まるで地面が大きな顎を閉じるかのようだ。
「こういう力で何人も殺しているくせに、何を今さらぁっ!?」
「喚くな。逸りすぎだぞ、てめえ――」
「阻害します。
「ふはっ! 他人の魔法にこうも簡単に干渉するか!」
テアは炎の魔法を跳躍補助として、閉じる地面からなんとか逃げ出した。
彼女を補助するべく走り出したアイオーンがエリノアの追撃を僅かに停滞させたことによってテアは逃げ延びる。
多少の負傷は無視で迫る猟犬と、その手綱を握る猟師のような連携だ。
そして、彼女らとは十字砲火をする立ち位置で僕はドワーフから入手した金属塊を魔法で呼び寄せる。
「火力調整、大丈夫かな……。《焼夷弾》」
金属塊に魔法を込め、時空魔法の斥力によって撃ち出す。
錬金術師はホムンクルスやエリクサー、賢者の石などの製造のほか、化学反応を制御する魔法をよく使う。
例えば、錆びた金属を綺麗な金属に戻したり、真逆に錆びさせたり。
空気に触れた金属が錆びる――要するに、物質を空気と混ぜ合わせたり、引き剥がしたりする魔法があるわけだ。

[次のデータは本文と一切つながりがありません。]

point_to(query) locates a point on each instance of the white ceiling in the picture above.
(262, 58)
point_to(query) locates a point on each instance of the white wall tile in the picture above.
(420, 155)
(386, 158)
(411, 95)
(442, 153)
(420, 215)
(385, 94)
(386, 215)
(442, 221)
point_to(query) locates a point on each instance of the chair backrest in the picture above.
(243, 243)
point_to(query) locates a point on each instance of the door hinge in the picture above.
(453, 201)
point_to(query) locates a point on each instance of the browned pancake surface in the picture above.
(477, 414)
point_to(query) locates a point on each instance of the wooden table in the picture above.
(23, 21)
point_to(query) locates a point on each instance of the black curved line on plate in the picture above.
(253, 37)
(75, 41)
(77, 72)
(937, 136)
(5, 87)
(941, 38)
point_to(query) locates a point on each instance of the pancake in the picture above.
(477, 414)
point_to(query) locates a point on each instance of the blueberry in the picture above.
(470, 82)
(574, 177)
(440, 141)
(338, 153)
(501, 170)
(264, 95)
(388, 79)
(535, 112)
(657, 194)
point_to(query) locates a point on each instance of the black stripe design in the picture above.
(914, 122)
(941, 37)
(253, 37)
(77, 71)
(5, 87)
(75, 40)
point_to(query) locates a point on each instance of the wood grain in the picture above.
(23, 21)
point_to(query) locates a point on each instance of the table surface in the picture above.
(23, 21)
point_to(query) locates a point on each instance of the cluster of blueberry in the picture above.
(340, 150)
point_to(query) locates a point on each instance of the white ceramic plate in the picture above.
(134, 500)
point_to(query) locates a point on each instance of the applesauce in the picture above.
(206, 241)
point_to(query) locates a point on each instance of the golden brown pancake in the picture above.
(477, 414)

可燃性のアルコールや油だって適度に空気と混ぜ合わせて燃やすと、普通に燃焼させるのと桁違いの熱を発する。
アイオーンに言わせると、テルミット反応や燃料気化爆弾、焼夷弾と呼ばれるものに関連する魔法らしい。
放ってみるとどうだ。
赤竜の息吹に勝るとも劣らない爆発が生じる。
けれどもこれで仕留められるとは思っていない。
爆煙に紛れてしまった範囲を《空間走査》で調べ、後退したと思われるエリノアに追撃を放っておいた。
僕視点からすれば連鎖的に地面が噴火しているようにさえ思えてくる。
『盟友か。人並みに外れた技を持つものよ』
自身の破壊力に並ぶものを見て、ようやくこちらに少し意識が向いた様子だ。
場は改めて僕ら三人と赤竜、カイゼルとエリノアという二つに分けられた。
「くっ……。エリ、ノア。何を遊んでいるっ!?」
「ああん? 遊んでなんかいねえよ。少年たちがやり手なだけだ。お前も竜を喚んだあの精緻な魔法を見ただろう? 柔よく剛を制す。まさにそんな具合だ」
「バカを言うな。貴様ッ、それでも聖杯から力を授かりし者か!?」
カイゼルはふらついていた。
右腕の出血はすでに焼いて止めたようだが、これだけ激しく運動しているのだ。
炭化するまで焼こうが、傷口から溢れ出るものがある。
自身も状態の危うさに気づいているのだろう。
しかしエリノアはそんな焦燥に付き合わなかった。
「少なくともオレは金属にあの魔法を掛ける技量はない。人間の精緻さの限界を超えている。だからこそ少年と角の女はオレの研究対象だ。カイゼル、危害を加えるなら殺す」
「……この深手で、それを気に掛ける余裕など、ない」
「あーあー、知っているとも。その傷、今すぐ手当てしても危ういよなあ? しかし、逃がしちゃくれねえだろ。……仕方ない。和平を申し入れてみよう」
エリノアは腕を組んで息を吐く。
するとカイゼルはカッと目を見開いた。
「ふざ――」
「脳みそ筋肉か、クソ猿が。対案なく吠えるな。虫唾が走る。それとも何かな? オレは全てをお前に任せて静観してもいいのか? そこに何も期待ができないから言っているんだが?」
「協力して竜を屠れば、やりようはある……!」
「はいはい。じゃあそれは第二案だ」
カイゼルとエリノアは性格が噛み合わないらしい。
僕はそれを見つめながらテアとアイオーンの様子を確かめる。
「二人は無事?」
「まだ全然いける。でも、なかなか届かないのが悔しい」
「問題ありません」
涼やかなアイオーンに反し、テアはエンジンがかかったままだ。
爆炎を突っ切ったりとかなり無茶をする彼女だが、アイオーンが近くでフォローしてくれる限りは大丈夫だろう。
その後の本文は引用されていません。